Sunday newspaper share tips
Each week, we round up the main share tips from the Sunday newspapers. For the Financial Mail's stockpicker Midas go to thisismoney.co.uk/midas
For This is Money's mid-week share tips round-up, click here.
Sunday Telegraph
Lloyd's insurer and reinsurer Omega Insurance Holdings revealed last week that it had doubled its profits haul to 22m US dollars (£11.2m) but, more importantly, said it would be paying out a 'substantial' proportion of its earnings as dividends.
Earnings are forecast to be about 23p a share in the current year, and analysts predict that up to 15p will be paid out as dividends - taking the prospective dividend yield to around 10%. Omega has warned that underwriting conditions are not as strong as they were a year ago but rates are still strong in a historic context. With management due to visit investors over the next few days, the dividend message could well see an increase in interest from shareholders.
Verdict: Buy
Shares in oil and gas group Coastal Energy have had a volatile run since listing on AIM in 2005, partly due to the fact that shares are rather tightly held, with a free float of around 30%. But the group, which has onshore and offshore operations in Thailand, is beginning to draw analysts' attention.
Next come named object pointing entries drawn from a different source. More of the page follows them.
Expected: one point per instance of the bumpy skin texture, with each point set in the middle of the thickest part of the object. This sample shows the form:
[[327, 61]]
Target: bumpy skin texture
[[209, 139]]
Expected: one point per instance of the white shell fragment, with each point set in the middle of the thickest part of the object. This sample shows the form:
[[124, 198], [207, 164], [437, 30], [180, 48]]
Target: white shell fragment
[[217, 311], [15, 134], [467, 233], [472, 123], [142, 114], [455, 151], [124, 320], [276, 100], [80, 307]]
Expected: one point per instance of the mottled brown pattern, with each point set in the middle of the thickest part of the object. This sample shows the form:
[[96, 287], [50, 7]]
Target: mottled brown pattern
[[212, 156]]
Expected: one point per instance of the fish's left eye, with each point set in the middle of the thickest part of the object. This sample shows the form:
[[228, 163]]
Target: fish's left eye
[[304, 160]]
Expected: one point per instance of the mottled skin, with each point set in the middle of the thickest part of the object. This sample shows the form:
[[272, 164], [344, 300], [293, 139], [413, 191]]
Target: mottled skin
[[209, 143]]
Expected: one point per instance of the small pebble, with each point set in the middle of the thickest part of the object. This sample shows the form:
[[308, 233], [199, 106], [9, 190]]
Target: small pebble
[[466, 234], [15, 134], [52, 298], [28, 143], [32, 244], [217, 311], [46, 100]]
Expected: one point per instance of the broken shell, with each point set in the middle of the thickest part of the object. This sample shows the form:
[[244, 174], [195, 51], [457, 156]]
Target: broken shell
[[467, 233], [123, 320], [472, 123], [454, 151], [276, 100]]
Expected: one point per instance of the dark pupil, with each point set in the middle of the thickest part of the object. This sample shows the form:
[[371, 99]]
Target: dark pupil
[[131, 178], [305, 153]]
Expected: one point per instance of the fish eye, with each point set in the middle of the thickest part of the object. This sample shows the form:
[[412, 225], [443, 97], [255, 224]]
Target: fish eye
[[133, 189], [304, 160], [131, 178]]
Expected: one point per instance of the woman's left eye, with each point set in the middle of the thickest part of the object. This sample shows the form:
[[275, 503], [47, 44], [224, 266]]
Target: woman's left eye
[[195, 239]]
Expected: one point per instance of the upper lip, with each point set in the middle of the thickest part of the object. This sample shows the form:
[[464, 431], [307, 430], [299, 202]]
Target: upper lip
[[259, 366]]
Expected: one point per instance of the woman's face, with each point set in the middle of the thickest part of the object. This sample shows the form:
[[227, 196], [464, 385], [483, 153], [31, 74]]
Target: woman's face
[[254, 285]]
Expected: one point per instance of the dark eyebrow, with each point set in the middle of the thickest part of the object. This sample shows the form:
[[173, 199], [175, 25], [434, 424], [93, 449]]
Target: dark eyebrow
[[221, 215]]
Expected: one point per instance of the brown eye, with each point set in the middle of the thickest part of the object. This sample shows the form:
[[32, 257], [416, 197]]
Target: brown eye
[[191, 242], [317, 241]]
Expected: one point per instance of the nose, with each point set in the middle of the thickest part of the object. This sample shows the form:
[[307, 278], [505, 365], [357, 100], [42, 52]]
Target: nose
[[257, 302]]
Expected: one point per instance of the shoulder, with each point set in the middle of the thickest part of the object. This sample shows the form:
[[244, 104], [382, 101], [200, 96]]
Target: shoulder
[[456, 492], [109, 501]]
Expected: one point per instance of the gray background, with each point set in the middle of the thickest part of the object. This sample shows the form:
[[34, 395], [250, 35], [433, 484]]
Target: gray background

Richard Slape at Natexis Bleichroeder has highlighted that the stock offers investors a relatively cheap way to gain access to the Phu Horm gas field, in which Salamander Energy also has an interest. At the same time, the company's two offshore oil fields in Thailand, with recoverable reserves of around 15m barrels, start producing from next year. Buy at 25½p.
Verdict: Buy
Restaurant group Clapham House saw its share price surge last September after it said in a trading statement that it had identified 100 sites for new branches of its Gourmet Burger Kitchen chain. Shares were as high as 341p earlier in the year before investors began taking profits amid the market turmoil in February.
Since then the stock has continued to slip lower, but a share placing on Friday went down well with investors and the group still appears to have solid plans for growth. With strong trading reports elsewhere in the sector, there is a general expectation that shares will begin to move back to their previous highs. With shares currently at 319½p, the recommendation is to buy.